The United States Federal Reserve just raised interest rates by a quarter of percent. How does raising the rates affect a home loan?
This is the first time since 2006 that an increase has been made to interest rates. In an effort to head back towards the direction of normalization in the economy, the feds raised the interest rate a nominal amount.This increase should help strengthen the US dollar. However, it could cause some ripple effects across world. Overall this shows the Federal Reserve perceives the US economy as strengthening. A planned gradual increase will continue until 2018, when normal levels are reached of 3.5%.

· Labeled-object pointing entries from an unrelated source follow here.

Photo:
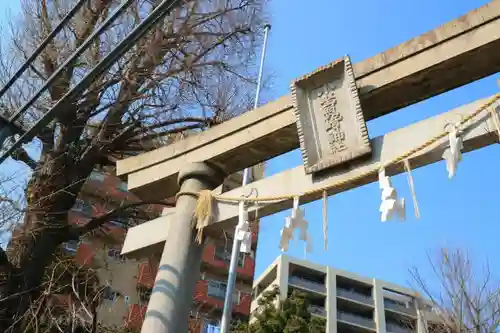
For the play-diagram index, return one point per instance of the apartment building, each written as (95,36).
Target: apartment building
(350,303)
(127,283)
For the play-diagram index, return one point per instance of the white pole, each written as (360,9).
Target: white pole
(228,301)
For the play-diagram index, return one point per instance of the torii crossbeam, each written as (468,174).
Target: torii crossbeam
(452,55)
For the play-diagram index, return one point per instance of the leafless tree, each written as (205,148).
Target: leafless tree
(464,299)
(192,71)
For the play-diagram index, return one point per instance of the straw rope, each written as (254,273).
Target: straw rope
(203,213)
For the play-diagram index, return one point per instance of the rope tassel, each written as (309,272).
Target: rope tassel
(496,119)
(203,213)
(411,184)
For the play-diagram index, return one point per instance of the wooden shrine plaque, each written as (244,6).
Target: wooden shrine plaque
(330,122)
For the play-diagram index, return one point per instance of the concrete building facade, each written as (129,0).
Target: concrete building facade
(125,284)
(350,303)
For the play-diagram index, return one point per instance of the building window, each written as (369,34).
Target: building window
(97,176)
(83,206)
(221,253)
(71,246)
(217,289)
(115,254)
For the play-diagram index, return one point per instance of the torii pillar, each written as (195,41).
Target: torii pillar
(179,267)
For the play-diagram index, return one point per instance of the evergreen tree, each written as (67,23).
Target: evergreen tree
(289,316)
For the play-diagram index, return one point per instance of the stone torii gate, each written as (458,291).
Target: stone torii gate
(325,117)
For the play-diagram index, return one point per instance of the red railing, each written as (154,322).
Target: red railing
(201,297)
(147,275)
(210,258)
(135,316)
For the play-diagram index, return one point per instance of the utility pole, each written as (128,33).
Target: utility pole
(235,252)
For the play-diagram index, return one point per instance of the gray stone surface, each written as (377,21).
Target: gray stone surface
(456,53)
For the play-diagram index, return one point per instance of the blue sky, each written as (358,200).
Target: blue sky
(458,213)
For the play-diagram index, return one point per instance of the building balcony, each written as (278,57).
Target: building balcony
(354,296)
(216,258)
(135,316)
(404,309)
(146,275)
(195,325)
(307,284)
(352,319)
(394,328)
(214,298)
(319,311)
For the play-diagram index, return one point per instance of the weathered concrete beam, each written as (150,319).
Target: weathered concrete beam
(385,148)
(150,236)
(454,54)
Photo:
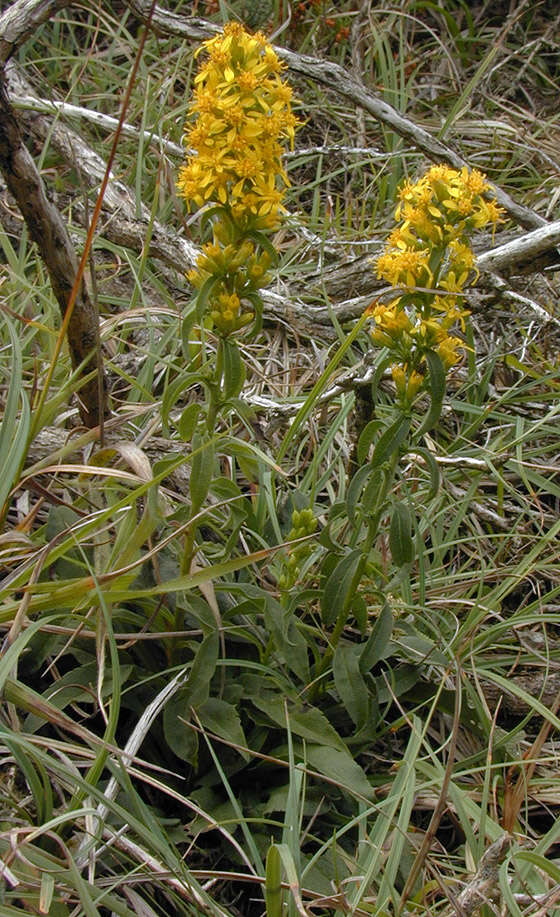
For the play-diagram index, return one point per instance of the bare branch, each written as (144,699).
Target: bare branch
(21,20)
(525,250)
(338,80)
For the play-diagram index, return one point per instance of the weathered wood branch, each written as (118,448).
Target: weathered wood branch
(524,251)
(50,234)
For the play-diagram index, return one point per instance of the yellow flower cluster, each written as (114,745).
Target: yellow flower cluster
(235,272)
(240,114)
(428,255)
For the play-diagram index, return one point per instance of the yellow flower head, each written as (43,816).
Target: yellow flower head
(239,118)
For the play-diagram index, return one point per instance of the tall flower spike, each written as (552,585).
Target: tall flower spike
(239,118)
(429,256)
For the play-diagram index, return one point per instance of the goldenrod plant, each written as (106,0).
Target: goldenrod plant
(429,258)
(280,637)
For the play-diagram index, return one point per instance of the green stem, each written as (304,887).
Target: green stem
(372,533)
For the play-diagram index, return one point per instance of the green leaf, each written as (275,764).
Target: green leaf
(202,471)
(234,369)
(339,588)
(355,489)
(366,438)
(188,421)
(350,683)
(378,641)
(221,718)
(273,883)
(202,670)
(175,389)
(437,391)
(400,538)
(340,766)
(391,440)
(16,421)
(307,722)
(433,468)
(182,740)
(283,626)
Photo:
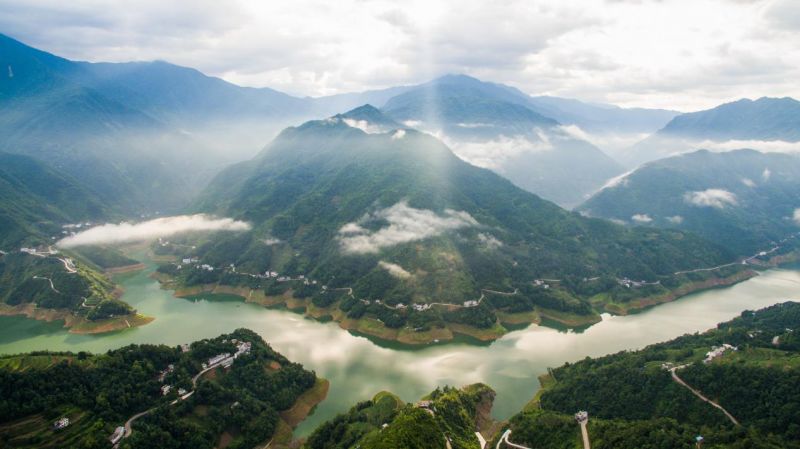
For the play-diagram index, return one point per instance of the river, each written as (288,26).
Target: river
(358,367)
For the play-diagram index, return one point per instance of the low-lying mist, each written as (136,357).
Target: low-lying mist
(147,230)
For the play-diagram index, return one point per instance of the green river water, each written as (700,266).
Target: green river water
(358,367)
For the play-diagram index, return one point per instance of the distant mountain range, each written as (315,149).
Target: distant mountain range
(498,127)
(149,135)
(35,200)
(762,120)
(743,200)
(394,215)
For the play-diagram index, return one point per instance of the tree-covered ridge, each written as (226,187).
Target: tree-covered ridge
(100,392)
(447,417)
(744,200)
(36,200)
(317,183)
(634,402)
(58,282)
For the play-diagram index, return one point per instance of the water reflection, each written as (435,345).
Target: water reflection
(358,367)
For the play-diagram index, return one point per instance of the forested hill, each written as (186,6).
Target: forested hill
(744,200)
(633,400)
(240,405)
(348,208)
(36,200)
(447,417)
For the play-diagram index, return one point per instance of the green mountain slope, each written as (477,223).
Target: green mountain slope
(239,404)
(51,110)
(447,417)
(36,200)
(763,120)
(398,217)
(498,127)
(744,200)
(633,401)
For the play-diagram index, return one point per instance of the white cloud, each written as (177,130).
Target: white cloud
(489,240)
(620,180)
(148,230)
(678,54)
(364,125)
(716,198)
(405,224)
(395,270)
(765,146)
(675,219)
(495,153)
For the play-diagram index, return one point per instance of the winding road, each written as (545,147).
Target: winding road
(52,287)
(130,421)
(700,395)
(504,439)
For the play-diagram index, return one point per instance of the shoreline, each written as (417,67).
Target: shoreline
(374,329)
(76,324)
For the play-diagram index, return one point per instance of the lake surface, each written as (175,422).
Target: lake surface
(358,368)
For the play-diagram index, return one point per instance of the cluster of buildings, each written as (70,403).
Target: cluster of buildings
(225,359)
(163,374)
(40,252)
(61,423)
(541,283)
(118,435)
(717,351)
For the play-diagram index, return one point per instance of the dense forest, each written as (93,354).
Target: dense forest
(446,417)
(317,182)
(633,401)
(45,282)
(100,392)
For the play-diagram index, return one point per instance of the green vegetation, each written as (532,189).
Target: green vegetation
(385,422)
(315,179)
(633,402)
(26,279)
(36,200)
(100,392)
(761,188)
(105,257)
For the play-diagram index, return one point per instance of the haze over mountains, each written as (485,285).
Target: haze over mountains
(136,123)
(744,200)
(763,124)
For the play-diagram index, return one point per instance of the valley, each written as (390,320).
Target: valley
(427,225)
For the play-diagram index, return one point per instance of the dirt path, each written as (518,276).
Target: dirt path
(700,395)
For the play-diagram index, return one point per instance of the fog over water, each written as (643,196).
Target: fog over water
(359,367)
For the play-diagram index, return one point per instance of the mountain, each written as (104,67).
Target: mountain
(164,394)
(122,154)
(635,398)
(602,118)
(743,200)
(498,127)
(448,417)
(352,209)
(763,120)
(36,200)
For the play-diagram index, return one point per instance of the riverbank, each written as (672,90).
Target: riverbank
(125,269)
(506,322)
(302,408)
(76,324)
(637,305)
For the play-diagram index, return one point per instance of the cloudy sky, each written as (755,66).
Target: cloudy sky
(683,54)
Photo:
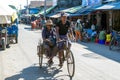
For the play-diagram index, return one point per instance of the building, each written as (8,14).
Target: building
(38,3)
(68,3)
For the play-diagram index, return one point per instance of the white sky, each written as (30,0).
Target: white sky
(17,3)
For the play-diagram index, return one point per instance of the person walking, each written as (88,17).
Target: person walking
(78,30)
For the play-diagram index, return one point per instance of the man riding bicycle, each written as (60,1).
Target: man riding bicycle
(62,28)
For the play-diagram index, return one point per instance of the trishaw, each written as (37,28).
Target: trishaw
(13,33)
(68,55)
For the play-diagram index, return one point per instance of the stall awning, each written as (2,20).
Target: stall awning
(109,6)
(72,10)
(47,10)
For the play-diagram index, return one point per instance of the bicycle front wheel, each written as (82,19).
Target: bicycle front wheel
(70,64)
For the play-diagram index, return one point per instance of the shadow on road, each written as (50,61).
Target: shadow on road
(36,73)
(99,51)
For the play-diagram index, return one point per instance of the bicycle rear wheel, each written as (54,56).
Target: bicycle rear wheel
(70,64)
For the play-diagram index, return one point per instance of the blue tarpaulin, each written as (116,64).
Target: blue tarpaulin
(109,6)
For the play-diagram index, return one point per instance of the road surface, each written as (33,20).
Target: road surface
(92,61)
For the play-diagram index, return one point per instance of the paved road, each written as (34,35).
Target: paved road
(92,61)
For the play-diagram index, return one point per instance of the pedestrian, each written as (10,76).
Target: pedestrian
(78,30)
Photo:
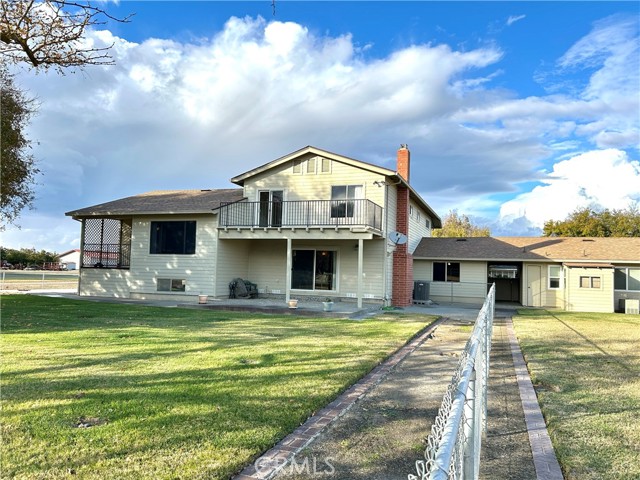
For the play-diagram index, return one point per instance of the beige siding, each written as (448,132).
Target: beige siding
(548,297)
(141,279)
(581,299)
(417,226)
(197,269)
(267,267)
(232,262)
(314,186)
(472,287)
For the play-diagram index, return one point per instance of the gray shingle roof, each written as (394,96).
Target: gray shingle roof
(163,202)
(576,249)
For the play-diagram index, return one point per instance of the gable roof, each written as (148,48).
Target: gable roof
(163,202)
(394,176)
(541,249)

What does that mean for someone looking to buy a home? Interest rates went up for a home loan mortgage. Right now it doesn’t seem like a significant change, but if The Fed continues to raise rates throughout next year by a quarter of percent then we are looking at a big jump in one’s monthly mortgage payment by the end of 2016. If you are thinking about buying a home in 2016, make it a priority and lock in a low interest rate while you still can. Find out what you can get pre-approved for and start looking for a home!
Take a look at the example below to see the difference in your monthly payment with an increase in rates. You are paying an additional $170 per month!
$300,000 Home Price at 4.1% (Current Rate) = $1,702 Monthly Payment
$300,000 Home Price at 5.1% = $1,872 Monthly Payment
(These figures are based on a 5% down payment and 30 year fixed mortgage.)